Катя сидела в ее кабинете и с трагическим видом уплетала бутерброд с колбасой.
В Каменском ОВД наступил обеденный перерыв. А после обеда Ира Гречко собиралась знакомить с материалами дела одного из своих подследственных. После разговора с Сергеевым Катя не находила себе места. То и дело, словно глас трубы, звучала в ушах жуткая фраза: ..ее нанизали, как стрекозу на булавку... То, что Светлана Красильникова умерла, стало уже для Кати за эти дни фактом неизбежным и даже несколько обыденным. Но то, что она умерла вот так, такой дикой и страшной смертью...

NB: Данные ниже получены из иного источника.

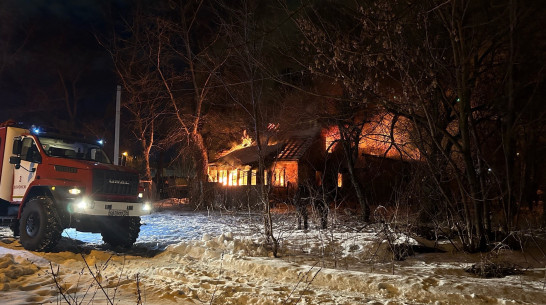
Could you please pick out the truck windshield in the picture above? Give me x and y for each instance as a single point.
(57, 147)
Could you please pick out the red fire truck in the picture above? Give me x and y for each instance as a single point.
(51, 181)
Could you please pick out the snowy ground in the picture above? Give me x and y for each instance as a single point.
(199, 258)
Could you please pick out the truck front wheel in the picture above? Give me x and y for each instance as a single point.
(39, 227)
(121, 231)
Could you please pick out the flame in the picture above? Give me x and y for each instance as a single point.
(332, 136)
(246, 141)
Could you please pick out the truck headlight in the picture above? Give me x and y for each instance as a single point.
(147, 207)
(84, 204)
(74, 191)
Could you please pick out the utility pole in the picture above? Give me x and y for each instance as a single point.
(116, 136)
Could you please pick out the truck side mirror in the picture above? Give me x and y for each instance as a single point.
(17, 146)
(16, 161)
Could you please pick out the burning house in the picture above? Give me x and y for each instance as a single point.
(311, 156)
(287, 161)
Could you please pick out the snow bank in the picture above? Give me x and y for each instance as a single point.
(427, 283)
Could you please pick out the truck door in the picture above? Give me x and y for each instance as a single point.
(26, 173)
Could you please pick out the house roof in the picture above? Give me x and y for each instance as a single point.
(292, 148)
(248, 155)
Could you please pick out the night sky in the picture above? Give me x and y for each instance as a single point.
(42, 41)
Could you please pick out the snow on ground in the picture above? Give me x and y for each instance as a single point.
(184, 257)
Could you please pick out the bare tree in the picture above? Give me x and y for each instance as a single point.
(438, 65)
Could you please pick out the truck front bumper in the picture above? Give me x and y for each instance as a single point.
(109, 208)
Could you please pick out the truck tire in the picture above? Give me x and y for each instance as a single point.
(121, 231)
(39, 227)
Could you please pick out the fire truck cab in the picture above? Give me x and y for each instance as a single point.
(51, 181)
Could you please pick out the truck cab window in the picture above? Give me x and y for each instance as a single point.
(30, 152)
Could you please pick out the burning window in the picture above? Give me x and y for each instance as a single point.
(213, 175)
(232, 180)
(253, 178)
(243, 178)
(222, 177)
(279, 178)
(332, 136)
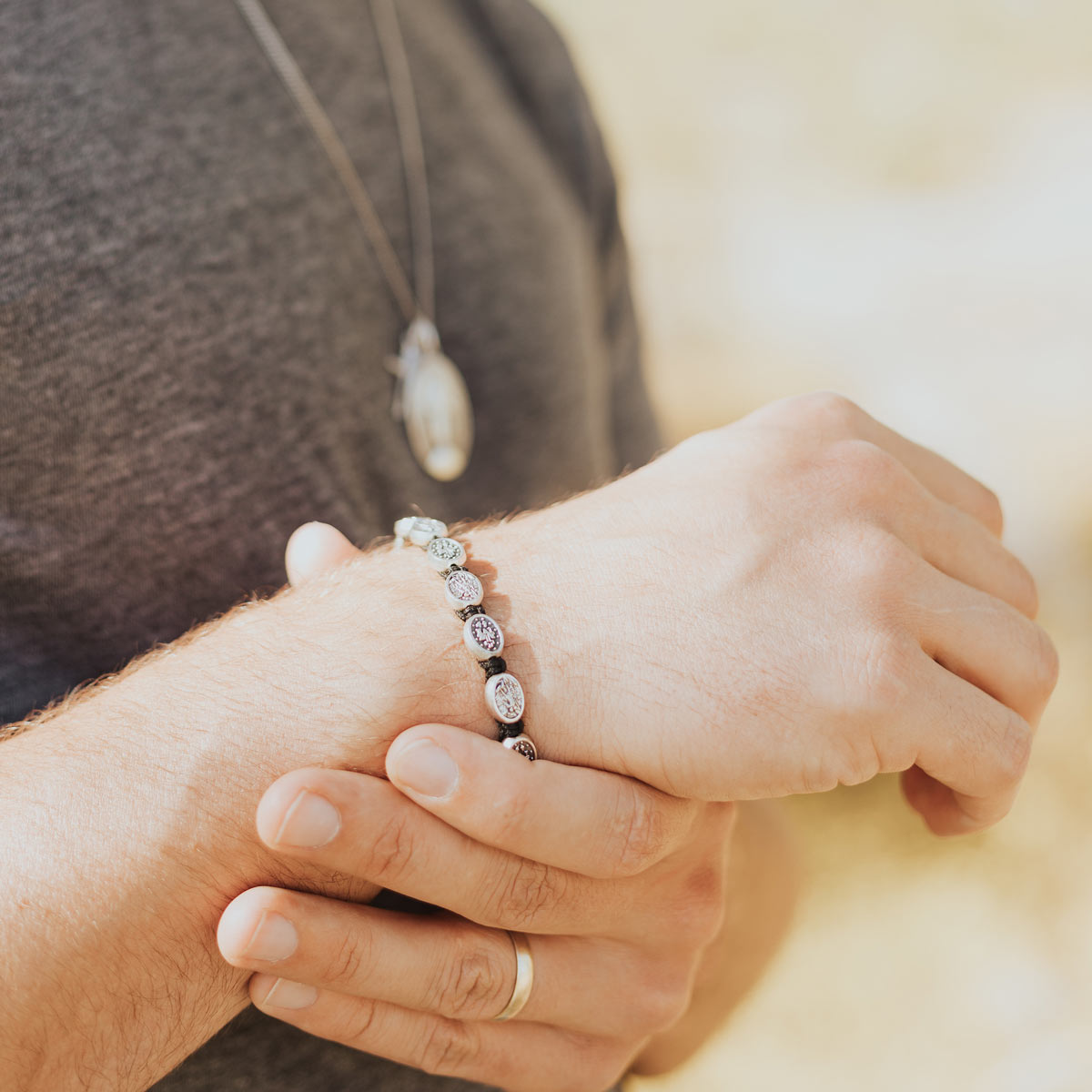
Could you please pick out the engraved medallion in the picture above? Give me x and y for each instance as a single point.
(462, 589)
(420, 529)
(443, 552)
(503, 694)
(483, 637)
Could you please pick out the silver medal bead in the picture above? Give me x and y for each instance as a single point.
(483, 637)
(420, 529)
(462, 589)
(522, 745)
(503, 694)
(432, 402)
(443, 552)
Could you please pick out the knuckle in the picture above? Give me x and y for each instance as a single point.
(865, 470)
(1046, 664)
(1013, 752)
(661, 1002)
(639, 833)
(596, 1064)
(530, 890)
(884, 567)
(604, 1068)
(704, 904)
(830, 410)
(1025, 592)
(447, 1047)
(356, 1026)
(511, 819)
(470, 983)
(989, 509)
(348, 959)
(392, 850)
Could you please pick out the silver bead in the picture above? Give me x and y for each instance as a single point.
(503, 694)
(522, 745)
(419, 529)
(443, 552)
(483, 637)
(462, 589)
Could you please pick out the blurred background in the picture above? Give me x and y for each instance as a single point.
(893, 199)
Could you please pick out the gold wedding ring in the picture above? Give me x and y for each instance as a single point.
(524, 976)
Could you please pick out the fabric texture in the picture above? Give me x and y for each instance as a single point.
(194, 329)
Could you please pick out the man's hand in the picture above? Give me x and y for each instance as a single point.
(622, 887)
(797, 601)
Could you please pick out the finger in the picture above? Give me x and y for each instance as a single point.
(363, 827)
(525, 1057)
(986, 642)
(440, 964)
(975, 751)
(315, 549)
(541, 811)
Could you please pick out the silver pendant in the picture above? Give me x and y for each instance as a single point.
(431, 401)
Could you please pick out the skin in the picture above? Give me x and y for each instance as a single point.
(645, 935)
(622, 925)
(804, 599)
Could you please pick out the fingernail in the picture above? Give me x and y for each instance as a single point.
(311, 822)
(273, 939)
(285, 994)
(426, 768)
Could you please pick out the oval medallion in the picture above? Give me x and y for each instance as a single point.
(503, 694)
(483, 637)
(443, 552)
(462, 589)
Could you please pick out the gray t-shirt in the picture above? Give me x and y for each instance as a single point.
(194, 328)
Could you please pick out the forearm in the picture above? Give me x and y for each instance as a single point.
(763, 885)
(128, 818)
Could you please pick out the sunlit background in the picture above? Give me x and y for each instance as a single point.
(894, 199)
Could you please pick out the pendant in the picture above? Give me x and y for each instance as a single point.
(431, 401)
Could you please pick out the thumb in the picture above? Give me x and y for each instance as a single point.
(316, 549)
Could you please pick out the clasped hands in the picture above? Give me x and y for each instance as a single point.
(801, 600)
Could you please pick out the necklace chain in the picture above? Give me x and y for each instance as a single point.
(410, 301)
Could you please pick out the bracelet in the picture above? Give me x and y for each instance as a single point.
(483, 637)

— Катька, Господи, на тебе лица нет! — воскликнула Ира, когда подруга ее доплелась до кабинета следователей и плюхнулась там на стул. — Ты что так побледнела? Что тебе Сашка наговорил такого?
Катя слабо махнула рукой.
— А все оттого, что ты плохо ешь! — безапелляционно заявила Ира. — Что еще за пост себе выдумала? Травой какой-то питаться! Зачем тебе худеть? Ты и так нормальная.
— Если я не буду держать посты, я через месяц не буду пролезать в двери, — запротестовала Катя. — У меня такая конституция...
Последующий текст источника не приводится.